For the athletes that are back in training this month has mainly been about setting the vision for the season ahead. Planning for performance is crucial at this early stage. It’s a phase of the training I very much enjoy because my creativity is needed combined with my athlete’s input. Through discussion we set up and very crystal clear of what we want the end performance to look like in 2023. This process is known as reverse engineering. We work backwards from the chosen A race performance so we understand what we will do in week-one of training, why we will be doing it and how this fits into the bigger picture.
The simplification of training is also crucial at this stage. Too often, too many athletes over complicate their training and try to cram in too much.
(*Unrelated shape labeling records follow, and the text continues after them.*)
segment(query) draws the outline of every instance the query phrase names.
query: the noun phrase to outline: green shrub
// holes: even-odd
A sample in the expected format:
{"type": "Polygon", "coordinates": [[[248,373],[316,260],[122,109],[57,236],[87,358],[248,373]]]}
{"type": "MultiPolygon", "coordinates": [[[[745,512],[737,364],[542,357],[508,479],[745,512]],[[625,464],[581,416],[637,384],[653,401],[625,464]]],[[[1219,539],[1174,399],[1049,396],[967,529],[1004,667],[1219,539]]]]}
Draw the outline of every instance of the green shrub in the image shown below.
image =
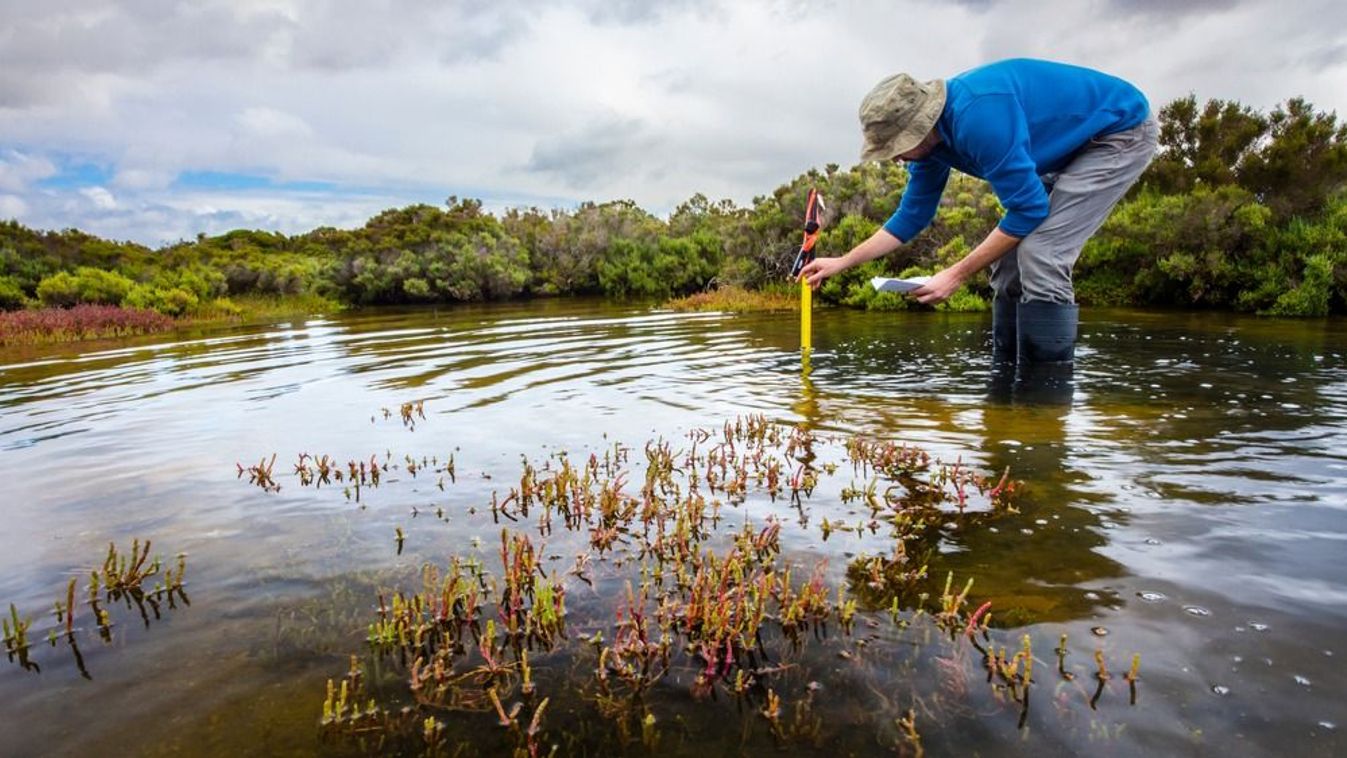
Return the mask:
{"type": "Polygon", "coordinates": [[[79,303],[120,306],[135,285],[135,281],[117,272],[79,267],[74,273],[62,271],[38,283],[38,300],[53,307],[79,303]]]}
{"type": "Polygon", "coordinates": [[[0,311],[16,311],[28,304],[28,296],[13,276],[0,276],[0,311]]]}

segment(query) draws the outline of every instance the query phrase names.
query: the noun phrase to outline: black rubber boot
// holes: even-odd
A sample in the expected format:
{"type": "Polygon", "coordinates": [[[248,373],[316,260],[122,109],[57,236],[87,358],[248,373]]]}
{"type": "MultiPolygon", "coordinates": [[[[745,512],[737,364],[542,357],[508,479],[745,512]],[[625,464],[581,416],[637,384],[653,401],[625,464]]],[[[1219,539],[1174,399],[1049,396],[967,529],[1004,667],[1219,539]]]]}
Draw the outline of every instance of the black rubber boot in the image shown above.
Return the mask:
{"type": "Polygon", "coordinates": [[[1071,364],[1076,357],[1076,320],[1080,308],[1067,303],[1020,303],[1016,329],[1020,365],[1071,364]]]}
{"type": "Polygon", "coordinates": [[[991,300],[991,362],[1014,364],[1020,351],[1016,339],[1016,320],[1018,319],[1018,298],[1005,298],[997,295],[991,300]]]}

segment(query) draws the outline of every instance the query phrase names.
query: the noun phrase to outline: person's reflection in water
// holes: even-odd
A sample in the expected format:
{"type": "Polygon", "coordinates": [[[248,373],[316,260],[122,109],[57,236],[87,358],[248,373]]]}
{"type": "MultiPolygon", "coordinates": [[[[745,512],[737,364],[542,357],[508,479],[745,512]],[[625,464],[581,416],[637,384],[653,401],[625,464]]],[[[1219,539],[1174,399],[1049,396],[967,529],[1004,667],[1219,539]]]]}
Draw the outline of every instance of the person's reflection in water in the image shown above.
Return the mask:
{"type": "Polygon", "coordinates": [[[1080,586],[1122,575],[1117,561],[1096,552],[1107,540],[1099,518],[1083,508],[1099,495],[1076,486],[1088,475],[1067,463],[1072,392],[1070,365],[995,366],[982,407],[982,444],[990,471],[1009,469],[1024,482],[1020,514],[946,535],[932,564],[936,579],[947,571],[973,576],[977,596],[993,602],[1001,623],[1087,617],[1111,598],[1080,586]]]}
{"type": "Polygon", "coordinates": [[[997,359],[987,380],[990,405],[1057,407],[1070,411],[1076,382],[1074,365],[997,359]]]}

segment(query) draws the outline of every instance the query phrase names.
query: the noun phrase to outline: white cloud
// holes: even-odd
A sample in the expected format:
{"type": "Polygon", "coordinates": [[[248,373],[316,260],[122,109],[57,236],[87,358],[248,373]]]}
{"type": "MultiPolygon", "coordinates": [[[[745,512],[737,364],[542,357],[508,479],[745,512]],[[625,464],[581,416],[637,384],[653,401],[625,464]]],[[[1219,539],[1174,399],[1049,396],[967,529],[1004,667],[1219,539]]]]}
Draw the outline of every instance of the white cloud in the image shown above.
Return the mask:
{"type": "Polygon", "coordinates": [[[0,195],[0,221],[23,218],[28,213],[28,203],[18,195],[0,195]]]}
{"type": "Polygon", "coordinates": [[[81,187],[79,194],[98,210],[113,210],[117,207],[117,198],[112,197],[112,193],[105,187],[81,187]]]}
{"type": "Polygon", "coordinates": [[[32,156],[16,149],[0,151],[0,190],[24,193],[31,182],[46,179],[57,172],[47,159],[32,156]]]}
{"type": "Polygon", "coordinates": [[[1303,94],[1347,113],[1347,5],[1328,0],[0,0],[0,191],[26,223],[150,242],[449,194],[748,202],[851,164],[857,102],[884,75],[1012,55],[1115,73],[1156,105],[1303,94]],[[110,167],[114,209],[34,187],[71,153],[110,167]],[[168,190],[182,171],[361,193],[221,193],[197,214],[168,190]]]}

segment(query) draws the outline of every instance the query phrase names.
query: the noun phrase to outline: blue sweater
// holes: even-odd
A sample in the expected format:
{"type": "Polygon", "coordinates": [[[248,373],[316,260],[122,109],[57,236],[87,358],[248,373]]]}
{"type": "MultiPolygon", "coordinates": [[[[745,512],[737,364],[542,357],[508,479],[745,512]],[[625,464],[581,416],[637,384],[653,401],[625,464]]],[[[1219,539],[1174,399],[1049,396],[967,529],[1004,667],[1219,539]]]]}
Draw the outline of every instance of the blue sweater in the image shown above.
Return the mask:
{"type": "Polygon", "coordinates": [[[1048,217],[1039,175],[1149,113],[1137,88],[1079,66],[1013,59],[964,71],[946,82],[942,141],[908,164],[907,191],[884,229],[904,242],[916,237],[935,217],[950,168],[958,168],[991,184],[1006,210],[1001,230],[1025,237],[1048,217]]]}

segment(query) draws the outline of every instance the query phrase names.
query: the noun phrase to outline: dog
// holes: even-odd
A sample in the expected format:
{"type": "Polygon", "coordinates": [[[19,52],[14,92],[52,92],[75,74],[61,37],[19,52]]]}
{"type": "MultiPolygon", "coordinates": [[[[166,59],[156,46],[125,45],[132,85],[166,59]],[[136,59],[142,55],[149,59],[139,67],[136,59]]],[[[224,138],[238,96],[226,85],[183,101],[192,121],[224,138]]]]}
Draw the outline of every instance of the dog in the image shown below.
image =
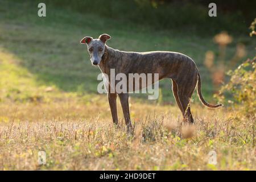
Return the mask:
{"type": "MultiPolygon", "coordinates": [[[[201,78],[199,70],[189,57],[175,52],[136,52],[114,49],[106,44],[110,38],[110,36],[104,34],[100,35],[98,39],[86,36],[80,41],[81,44],[87,44],[92,64],[97,65],[102,73],[108,75],[109,78],[110,77],[110,69],[114,69],[117,74],[158,73],[159,80],[164,78],[170,78],[172,82],[172,92],[184,121],[191,123],[194,122],[194,119],[191,112],[190,100],[196,85],[199,97],[204,105],[210,108],[222,106],[222,104],[209,104],[205,101],[201,92],[201,78]]],[[[108,81],[104,84],[110,84],[108,81]]],[[[117,82],[115,81],[114,84],[117,82]]],[[[109,88],[112,86],[105,86],[109,88]]],[[[127,88],[129,86],[127,85],[127,88]]],[[[127,131],[130,132],[133,127],[130,117],[129,93],[111,93],[108,90],[108,97],[113,121],[115,125],[118,124],[117,95],[120,99],[127,131]]]]}

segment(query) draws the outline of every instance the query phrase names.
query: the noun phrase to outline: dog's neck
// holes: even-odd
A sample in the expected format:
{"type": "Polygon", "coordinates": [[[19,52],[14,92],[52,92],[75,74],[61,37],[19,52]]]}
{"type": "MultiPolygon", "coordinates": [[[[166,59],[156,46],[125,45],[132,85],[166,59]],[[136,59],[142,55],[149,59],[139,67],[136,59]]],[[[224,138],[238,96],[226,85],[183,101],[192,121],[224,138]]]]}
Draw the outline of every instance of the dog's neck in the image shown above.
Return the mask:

What is important is that the athlete focusses on what is necessary and has the greatest value in the context where they are right now. Strong foundations must be put in place. It’s also crucial that the athlete switches their mind off to what others are doing. The development of their own path will be based on a huge number of unique variables that are specific to them. There is a million and one ways to train but what is important is focussing on what is right for you. Copying what some else does really isn’t the magic bullet you are looking for because that bullet was probably only ever meant for one person anyway.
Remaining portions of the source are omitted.